Esta denuncia tuvo otra difusión llegando incluso a tener lugar en el diario Clarín. La causa que vincula a “presos vip” y salpica al juez por presuntas coimas refleja una “interna entre poderosos” ya sea empresarios, jueces… “ningún pichi” como fue mencionado en otro medio. La causa, de algún modo, salpica a toda la justicia mendocina, al mostrar irregularidades en su funcionamiento y declaraciones cruzadas entre pares.
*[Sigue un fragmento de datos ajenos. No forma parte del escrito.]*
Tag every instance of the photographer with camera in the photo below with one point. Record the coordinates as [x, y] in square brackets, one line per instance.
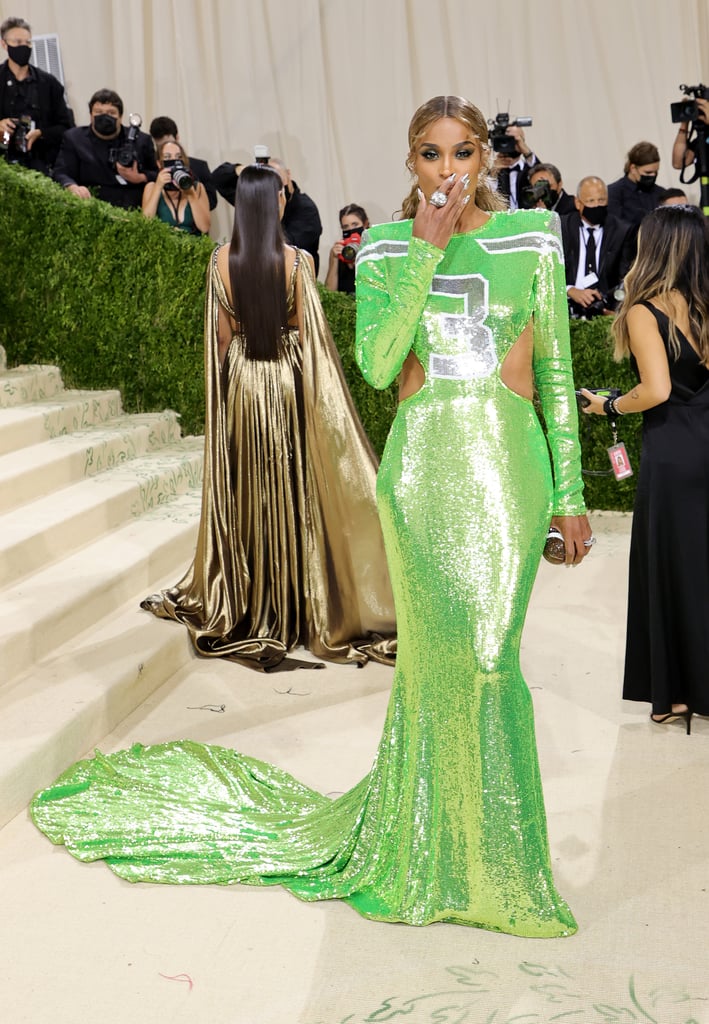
[176, 197]
[34, 115]
[692, 141]
[513, 159]
[597, 251]
[545, 190]
[636, 194]
[105, 155]
[164, 129]
[340, 276]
Hubo varios magistrados que se excusaron de tomar el caso-, Tras idas y vueltas,  el expediente terminó en la oficina del juez federal de San Rafael, Eduardo Puigdéndolas quien delegó la tarea de investigación a la Fiscalía General, a cargo de Dante Vega. En su presentación a la Justicia la defensa de Bento argumentó que es una causa por «enemistad» con dicha Fiscalía General. En declaraciones al diario Clarín, el abogado a cargo de la defensa de Bento, Mariano Cuneo Libarona, dijo que se trata de «un fiscal enemigo, que cuando el imputado quiere saber su situación, ordena el secreto de sumario y le niega a la defensa conocer la situación». Luego agregó que «Bento y Vega están enemistados, no se saludan cuando se encuentran en el ascensor de tribunales».
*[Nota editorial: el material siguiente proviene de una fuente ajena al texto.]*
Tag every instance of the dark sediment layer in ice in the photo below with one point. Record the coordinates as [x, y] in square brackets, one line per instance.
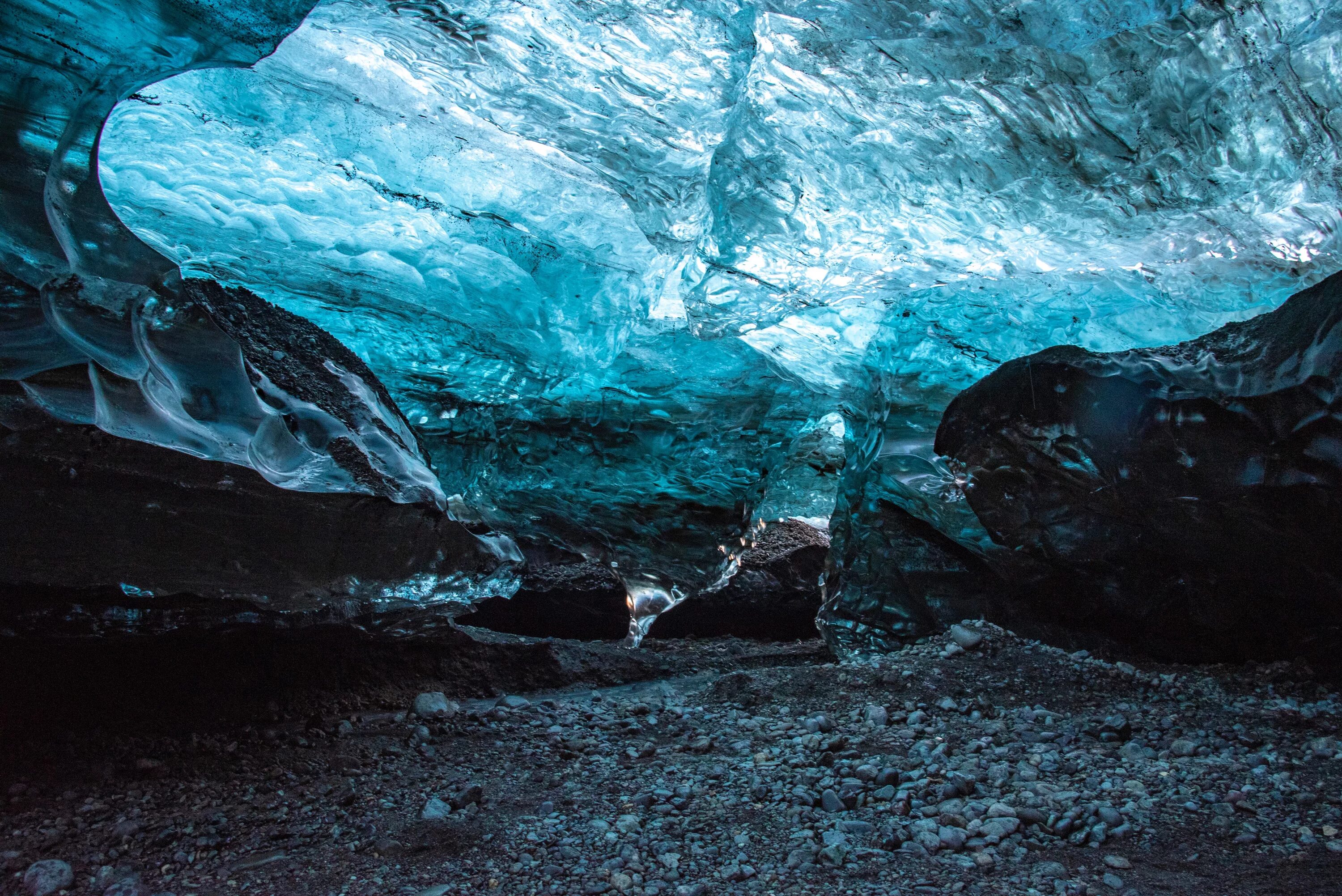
[1184, 498]
[773, 596]
[110, 534]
Pero esta no es la primera vez que el juez Bento se encuentra en una “interna judicial”. Hace más de 10 años, la Cámara Federal de Mendoza había resuelto el apartamiento del juez federal Walter Bento, en una causa en donde se investiga la participación de los integrantes de ese tribunal Otilio Romano y Luis Miret, entre otros acusados, en delitos de lesa humanidad cometidos durante el último gobierno de facto. En Noviembre del 2010 ese mismo tribunal y ordenó la reposición del magistrado. En 2020, 10 años después, finalmente Bento imputó a los camaristas federales de esa ciudad Luis Miret y Otilio Romano por delitos de lesa humanidad cometidos durante el último gobierno militar.
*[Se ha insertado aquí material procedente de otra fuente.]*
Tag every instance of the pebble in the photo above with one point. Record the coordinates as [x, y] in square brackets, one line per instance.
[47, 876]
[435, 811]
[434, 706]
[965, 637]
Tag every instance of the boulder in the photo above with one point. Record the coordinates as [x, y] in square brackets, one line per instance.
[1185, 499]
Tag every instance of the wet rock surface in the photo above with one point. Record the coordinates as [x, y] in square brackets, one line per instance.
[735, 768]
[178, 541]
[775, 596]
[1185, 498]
El mismo Juez Bento que tardó 10 años en emitir dicha sentencia, hace más de 6 años que tiene frenada la causa por la muerte de Andrés García Campoy, mientras los gendarmes acusados siguen en funciones luego del accionar de este polémico juez.

El abogado defensor de Bento, que alguna vez defendió a Carlos Saúl Menem y el ex ministro de Defensa Oscar Camilión (también Canciller en 1981 durante la pasada dictadura militar) declaró que le preocupa que todo lo que hay es en base a rumores, «lo que es muy grave porque hubo una época en Argentina donde desaparecieron gente a base de rumores» comento quien fuera abogado de un ex funcionario de dicha época donde “desaparecieron gente”.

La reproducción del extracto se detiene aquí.